Kita kemudian dapat mengatakan bahwa meskipun krisis telah memukul permintaan agregat di perekonomian kita dengan keras, hal itu hanya terjadi secara kolateral dan sebagai konsekuensi dari kontraksi penawaran sebelumnya. Oleh karena itu, jelas bahwa solusi apa pun yang berupaya menyerang akar masalah harus melalui fasilitasi penggunaan kapasitas produktif kita dalam skenario ekonomi baru yang telah mengonfigurasi pandemi COVID-19.

Dengan kata lain, ini adalah tentang membuat kondisi produksi sefleksibel mungkin sehingga perusahaan dan pekerja dapat beradaptasi dengan perubahan kebiasaan konsumsi dan dengan demikian meminimalkan dampak pada pertumbuhan dan lapangan kerja. Di Irlandia, dampak krisis mereda tepat ketika penghapusan undang-undang proteksionis memungkinkan perubahan bertahap sektor pertanian dan peternakan dan transfer tenaga kerja ke industri, meskipun penerapan reformasi ini yang terlambat memungkinkan tragedi berlanjut.

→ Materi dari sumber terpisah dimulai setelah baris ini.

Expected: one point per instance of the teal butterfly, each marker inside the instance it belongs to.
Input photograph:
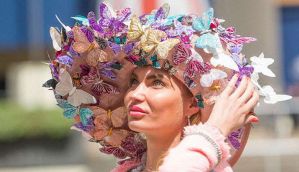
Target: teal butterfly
(202, 24)
(207, 41)
(81, 19)
(71, 111)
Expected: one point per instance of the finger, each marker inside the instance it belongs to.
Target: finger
(241, 88)
(247, 94)
(252, 101)
(231, 85)
(251, 119)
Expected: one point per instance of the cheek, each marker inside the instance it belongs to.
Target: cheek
(167, 107)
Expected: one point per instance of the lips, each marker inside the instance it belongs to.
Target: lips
(136, 112)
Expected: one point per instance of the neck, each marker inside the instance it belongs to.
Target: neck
(157, 148)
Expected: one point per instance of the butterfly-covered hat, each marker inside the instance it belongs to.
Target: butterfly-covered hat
(95, 57)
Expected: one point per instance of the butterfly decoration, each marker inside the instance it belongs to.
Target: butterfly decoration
(180, 29)
(270, 95)
(67, 28)
(152, 42)
(245, 70)
(88, 127)
(109, 125)
(157, 17)
(260, 65)
(84, 21)
(70, 111)
(135, 29)
(88, 33)
(82, 45)
(155, 62)
(65, 59)
(210, 42)
(116, 48)
(91, 17)
(181, 54)
(98, 86)
(106, 70)
(195, 64)
(207, 79)
(234, 138)
(111, 22)
(51, 83)
(116, 151)
(56, 38)
(168, 67)
(189, 82)
(76, 97)
(220, 58)
(85, 132)
(229, 35)
(200, 101)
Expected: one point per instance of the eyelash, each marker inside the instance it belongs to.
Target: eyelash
(156, 82)
(132, 80)
(159, 82)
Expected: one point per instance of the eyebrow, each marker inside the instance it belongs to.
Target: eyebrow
(152, 76)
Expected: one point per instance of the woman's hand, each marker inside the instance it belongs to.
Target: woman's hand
(232, 107)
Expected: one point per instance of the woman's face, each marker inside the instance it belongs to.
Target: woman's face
(156, 102)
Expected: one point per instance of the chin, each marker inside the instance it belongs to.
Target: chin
(138, 126)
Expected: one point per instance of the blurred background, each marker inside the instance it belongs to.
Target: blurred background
(35, 137)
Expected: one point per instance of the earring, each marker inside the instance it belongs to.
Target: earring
(189, 122)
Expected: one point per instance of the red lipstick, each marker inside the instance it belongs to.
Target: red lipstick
(136, 112)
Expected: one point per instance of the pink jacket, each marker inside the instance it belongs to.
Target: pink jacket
(203, 149)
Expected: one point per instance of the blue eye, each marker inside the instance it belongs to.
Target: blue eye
(158, 83)
(133, 81)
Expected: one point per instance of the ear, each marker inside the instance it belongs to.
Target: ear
(192, 107)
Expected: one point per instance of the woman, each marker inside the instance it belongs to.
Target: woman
(159, 92)
(160, 106)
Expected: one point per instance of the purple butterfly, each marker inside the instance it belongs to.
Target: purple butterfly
(93, 22)
(116, 48)
(85, 69)
(180, 29)
(54, 71)
(88, 33)
(112, 23)
(65, 59)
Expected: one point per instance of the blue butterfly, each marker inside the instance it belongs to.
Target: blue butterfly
(71, 111)
(207, 41)
(81, 19)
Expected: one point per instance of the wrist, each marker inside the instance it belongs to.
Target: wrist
(222, 129)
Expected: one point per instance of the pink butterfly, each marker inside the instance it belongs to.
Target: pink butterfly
(98, 86)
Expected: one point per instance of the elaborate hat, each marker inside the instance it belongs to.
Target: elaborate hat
(95, 57)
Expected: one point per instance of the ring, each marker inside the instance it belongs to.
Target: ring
(252, 113)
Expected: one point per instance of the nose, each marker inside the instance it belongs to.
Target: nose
(138, 93)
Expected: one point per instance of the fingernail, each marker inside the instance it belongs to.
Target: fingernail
(255, 119)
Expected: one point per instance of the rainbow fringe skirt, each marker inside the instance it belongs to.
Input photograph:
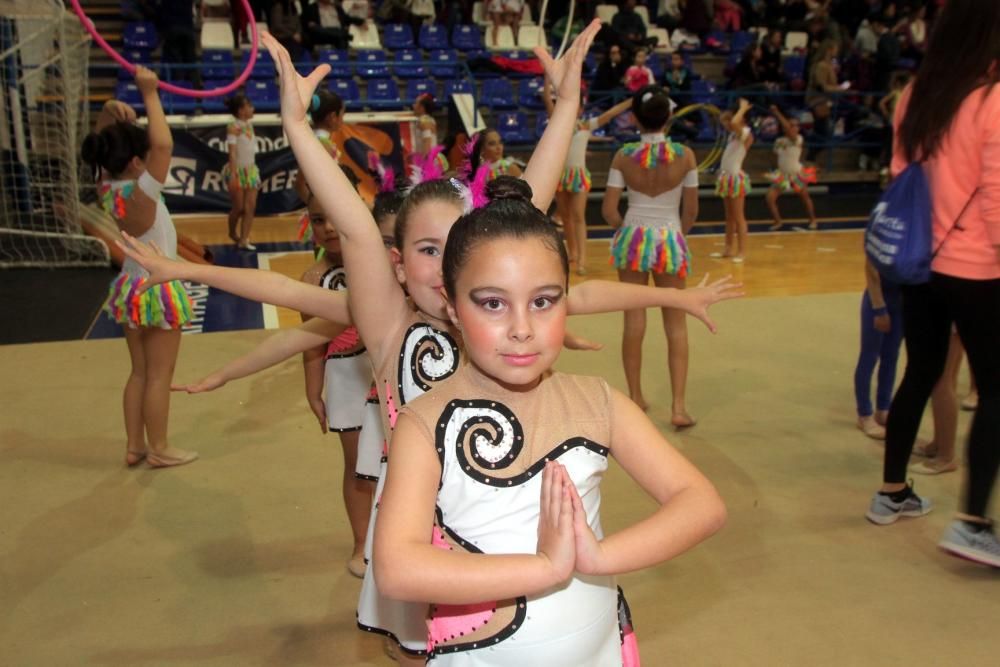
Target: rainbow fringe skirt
(166, 306)
(731, 186)
(574, 179)
(248, 177)
(657, 249)
(794, 182)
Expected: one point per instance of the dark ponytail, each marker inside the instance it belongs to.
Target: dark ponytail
(509, 214)
(113, 148)
(651, 106)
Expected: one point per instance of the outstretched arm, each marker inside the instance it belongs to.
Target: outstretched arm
(273, 350)
(409, 567)
(254, 284)
(608, 296)
(545, 166)
(382, 299)
(690, 510)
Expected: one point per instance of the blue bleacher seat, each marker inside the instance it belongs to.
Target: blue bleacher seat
(264, 95)
(348, 91)
(466, 38)
(417, 87)
(263, 68)
(140, 35)
(445, 63)
(513, 128)
(128, 92)
(397, 36)
(458, 86)
(214, 104)
(371, 64)
(179, 104)
(384, 94)
(498, 94)
(527, 93)
(433, 36)
(217, 65)
(339, 62)
(408, 64)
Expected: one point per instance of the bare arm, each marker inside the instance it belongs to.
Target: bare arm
(545, 166)
(363, 251)
(608, 296)
(690, 510)
(409, 567)
(273, 350)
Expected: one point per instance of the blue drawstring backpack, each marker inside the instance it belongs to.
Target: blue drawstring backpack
(899, 236)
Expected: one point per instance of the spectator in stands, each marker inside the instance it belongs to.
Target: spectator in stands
(505, 12)
(326, 22)
(823, 82)
(611, 72)
(639, 75)
(771, 56)
(887, 54)
(677, 78)
(179, 37)
(630, 28)
(285, 24)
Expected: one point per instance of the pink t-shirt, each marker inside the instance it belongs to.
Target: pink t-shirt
(968, 158)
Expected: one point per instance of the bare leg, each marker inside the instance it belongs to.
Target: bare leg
(578, 211)
(740, 219)
(357, 500)
(675, 327)
(563, 208)
(249, 210)
(160, 347)
(635, 330)
(772, 204)
(135, 433)
(236, 212)
(810, 211)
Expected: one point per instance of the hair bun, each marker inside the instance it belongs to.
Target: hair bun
(508, 187)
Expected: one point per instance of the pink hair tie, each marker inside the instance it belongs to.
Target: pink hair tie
(88, 25)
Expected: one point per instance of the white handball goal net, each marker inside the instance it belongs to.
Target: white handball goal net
(44, 115)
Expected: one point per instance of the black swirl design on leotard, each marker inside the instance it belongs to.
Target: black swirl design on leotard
(334, 278)
(490, 434)
(428, 355)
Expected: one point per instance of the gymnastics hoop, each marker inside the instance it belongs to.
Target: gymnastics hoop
(88, 25)
(715, 154)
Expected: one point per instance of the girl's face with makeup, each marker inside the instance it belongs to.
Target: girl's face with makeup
(418, 262)
(510, 305)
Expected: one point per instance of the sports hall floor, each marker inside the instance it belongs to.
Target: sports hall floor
(238, 558)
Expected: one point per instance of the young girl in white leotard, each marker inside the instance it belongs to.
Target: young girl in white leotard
(132, 164)
(571, 197)
(662, 179)
(733, 184)
(241, 173)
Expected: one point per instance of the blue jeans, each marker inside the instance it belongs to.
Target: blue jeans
(881, 348)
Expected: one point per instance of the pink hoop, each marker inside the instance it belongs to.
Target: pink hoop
(88, 25)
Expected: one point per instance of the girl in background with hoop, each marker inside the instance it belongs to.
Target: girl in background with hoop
(733, 184)
(790, 176)
(241, 173)
(571, 195)
(662, 178)
(132, 164)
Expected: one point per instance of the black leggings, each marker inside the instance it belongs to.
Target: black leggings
(928, 313)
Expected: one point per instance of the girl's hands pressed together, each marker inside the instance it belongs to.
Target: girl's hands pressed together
(296, 90)
(555, 523)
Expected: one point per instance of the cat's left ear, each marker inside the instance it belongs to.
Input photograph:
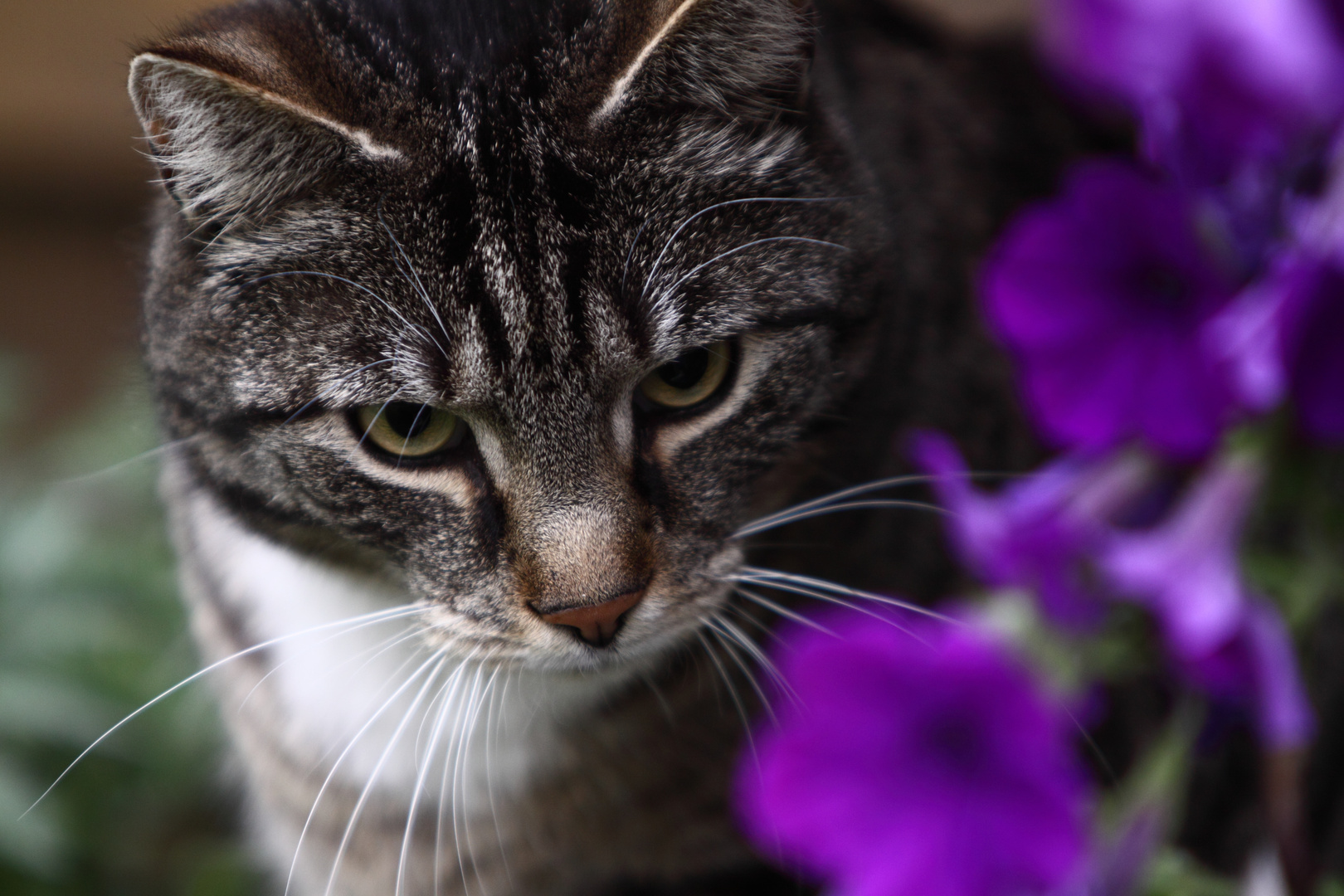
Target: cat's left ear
(234, 137)
(735, 56)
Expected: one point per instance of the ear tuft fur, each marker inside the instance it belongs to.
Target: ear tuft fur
(231, 152)
(723, 54)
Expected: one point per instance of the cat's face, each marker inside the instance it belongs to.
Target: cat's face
(531, 331)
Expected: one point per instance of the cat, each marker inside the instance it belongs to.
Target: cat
(481, 328)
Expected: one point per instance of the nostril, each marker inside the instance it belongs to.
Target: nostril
(597, 624)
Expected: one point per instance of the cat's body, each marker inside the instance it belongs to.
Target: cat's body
(515, 212)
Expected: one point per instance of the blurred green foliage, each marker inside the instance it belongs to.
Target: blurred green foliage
(90, 629)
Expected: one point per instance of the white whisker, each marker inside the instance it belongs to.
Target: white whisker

Ringkasnya, agar semua ini menjadi mungkin, penting bahwa ekonomi memiliki kondisi tertentu yang memfasilitasi transaksi dengan membuat kondisi mereka lebih fleksibel.

Meskipun benar bahwa solusi ini mungkin tampak jauh di negara-negara di mana kebutuhan kesehatan dan keselamatan telah memicu pengeluaran publik, kita tidak boleh mengabaikan penghancuran struktur produktif yang sudah dapat kita lihat di ekonomi kita yang keselamatannya memerlukan tindakan mendesak.

Untuk alasan ini, mungkin akan berguna ketika situasi kesehatan menjadi normal dan rencana stimulus besar diusulkan, otoritas ekonomi kita memperhatikan pelajaran yang ditawarkan sejarah kepada kita.